On Boxing Day the governor of the Reserve Bank, Lesetja Kganyago, met his Zimbabwean counterpart and agreed to work together to assist the Zimbabwean economy.

Finance Minister Tito Mboweni has come out saying that Zimbabwe needs a new currency and that he would like to see an end to economic sanctions against Zimbabwe.

There is no question that our policy makers are concerned. The currency is a major issue that needs to be attended to and a week ago Zimbabwe’s finance minister announced that Zimbabwe intended to introduce a new currency within the next year - it may be that the time frame needs to be drastically brought forward.

The Zimbabwean government abandoned the Zim dollar in 2009 after inflation reached 500 billion percent the year before.

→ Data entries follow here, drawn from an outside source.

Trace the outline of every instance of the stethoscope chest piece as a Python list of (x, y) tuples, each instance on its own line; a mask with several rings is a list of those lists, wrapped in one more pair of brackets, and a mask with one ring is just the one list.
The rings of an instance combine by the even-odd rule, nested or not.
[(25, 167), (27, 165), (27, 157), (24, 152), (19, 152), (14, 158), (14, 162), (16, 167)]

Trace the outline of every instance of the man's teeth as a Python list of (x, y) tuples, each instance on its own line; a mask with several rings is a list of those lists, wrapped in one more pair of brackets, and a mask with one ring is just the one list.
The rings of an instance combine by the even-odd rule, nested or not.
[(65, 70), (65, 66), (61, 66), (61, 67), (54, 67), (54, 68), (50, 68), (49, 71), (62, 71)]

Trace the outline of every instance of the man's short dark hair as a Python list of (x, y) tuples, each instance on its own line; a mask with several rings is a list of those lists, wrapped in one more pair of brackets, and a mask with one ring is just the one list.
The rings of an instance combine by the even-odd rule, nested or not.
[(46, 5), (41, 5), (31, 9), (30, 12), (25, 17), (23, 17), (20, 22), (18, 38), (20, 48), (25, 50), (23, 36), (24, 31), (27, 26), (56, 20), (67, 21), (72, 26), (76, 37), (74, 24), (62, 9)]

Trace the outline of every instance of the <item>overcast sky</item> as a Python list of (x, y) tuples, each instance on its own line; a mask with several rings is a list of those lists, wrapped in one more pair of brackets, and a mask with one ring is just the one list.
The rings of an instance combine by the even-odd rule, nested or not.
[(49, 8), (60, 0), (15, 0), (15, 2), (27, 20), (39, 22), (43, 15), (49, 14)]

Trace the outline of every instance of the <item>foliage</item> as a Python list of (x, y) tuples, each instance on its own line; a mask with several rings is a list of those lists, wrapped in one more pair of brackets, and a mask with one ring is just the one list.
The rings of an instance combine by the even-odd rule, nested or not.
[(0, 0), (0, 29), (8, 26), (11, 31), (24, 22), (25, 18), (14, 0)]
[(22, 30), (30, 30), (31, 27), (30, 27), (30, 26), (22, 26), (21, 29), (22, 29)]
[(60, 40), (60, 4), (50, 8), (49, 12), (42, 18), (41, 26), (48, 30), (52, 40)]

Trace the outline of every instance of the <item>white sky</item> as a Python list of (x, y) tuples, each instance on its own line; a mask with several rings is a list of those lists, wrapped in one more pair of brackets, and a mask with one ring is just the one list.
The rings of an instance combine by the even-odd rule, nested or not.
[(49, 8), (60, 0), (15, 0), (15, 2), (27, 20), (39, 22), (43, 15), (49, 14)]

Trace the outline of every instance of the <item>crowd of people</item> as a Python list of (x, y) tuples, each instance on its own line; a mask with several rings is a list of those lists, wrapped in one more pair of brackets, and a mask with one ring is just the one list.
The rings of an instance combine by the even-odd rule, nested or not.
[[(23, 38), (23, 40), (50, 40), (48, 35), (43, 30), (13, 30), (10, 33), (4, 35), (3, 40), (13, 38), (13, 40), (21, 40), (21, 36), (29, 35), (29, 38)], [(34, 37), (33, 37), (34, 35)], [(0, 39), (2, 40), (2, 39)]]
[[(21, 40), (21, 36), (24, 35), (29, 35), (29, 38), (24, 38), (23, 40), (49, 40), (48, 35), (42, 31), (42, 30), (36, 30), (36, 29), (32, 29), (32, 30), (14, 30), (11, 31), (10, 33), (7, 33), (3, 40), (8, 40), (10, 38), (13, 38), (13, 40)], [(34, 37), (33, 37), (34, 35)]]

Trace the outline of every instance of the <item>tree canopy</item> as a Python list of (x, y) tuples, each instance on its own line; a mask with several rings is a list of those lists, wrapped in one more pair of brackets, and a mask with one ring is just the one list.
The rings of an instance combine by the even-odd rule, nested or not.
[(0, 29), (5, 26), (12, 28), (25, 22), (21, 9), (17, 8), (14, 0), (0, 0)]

Rands and dollars were then supplied, but by 2016 the government had started issuing bond notes that were pegged at three bond notes to a US dollar. The system of the government borrowing via treasury bills was always problematic as a government should never create money without the backing of gold or currency reserves.

Implementing a 150% fuel hike was the government’s latest bid to ease its economic woes, but for Zimbabweans struggling with poverty and rampant unemployment, that was medicine too bitter to swallow and for many the final straw.

As is the case with many grassroots uprisings, price hikes that are outrageously unaffordable for the masses become the catalyst for bringing people out on to the streets in revolt.

Zimbabwe could have taken a leaf out of Sudanese President Omar al-Bashir’s nightmare, as his government’s price hikes in December started an uprising which is gathering momentum by the week and may ultimately bring down the government.

What started as spontaneous protests against the price hikes and the lack of fuel and basic necessities in Sudan, has morphed into a nationwide revolt.

This could be replicated in Zimbabwe if the current crisis is not quickly and effectively addressed.

What is even more concerning is the reaction of Zimbabwe’s security forces to the civilian protests this week, very reminiscent of the scenes across Sudan of the security forces beating up young people and throwing them in detention cells.

Last week I reported that over 1000 protesters had been detained in Sudan in the space of three weeks. Just this week Zimbabwe’s security forces detained over 200 civilians, mostly youths, in the most draconian crackdown the country has seen since independence in 1980.

Even popular Zimbabwean Pastor Evan Mawarire is being detained in a dirty, leaking underground cell in Harare’s central police station.

Human rights organisations have condemned the gross illegal human rights abuses in Zimbabwe this week, which have included the police and army conducting brutal door-to-door operations. The recorded scenes were so shocking that even the EFF condemned the fact that the Zimbabwean military was being used against protesters. We know that Zimbabwe is highly militarised, but to see soldiers deployed on the streets of Harare and Bulawayo this week was nevertheless a shock for a SADC country.

This time the heavy hand of the state seemed to go beyond what was seen even under President Robert Mugabe, when the internet was blocked, the directive having come from the president’s office.

While the chaos in Zimbabwe continues, President Emmerson Mnangagwa has been in Russia trying to court investment and loans. In one of his recent tweets he announced that Alrosa, the world’s largest diamond mining company, would launch operations in Zimbabwe.

He also intends on participating in the World Economic Forum in Davos, on the same mission of drumming up investor confidence. But this will be a tall order given the violent reality on the ground.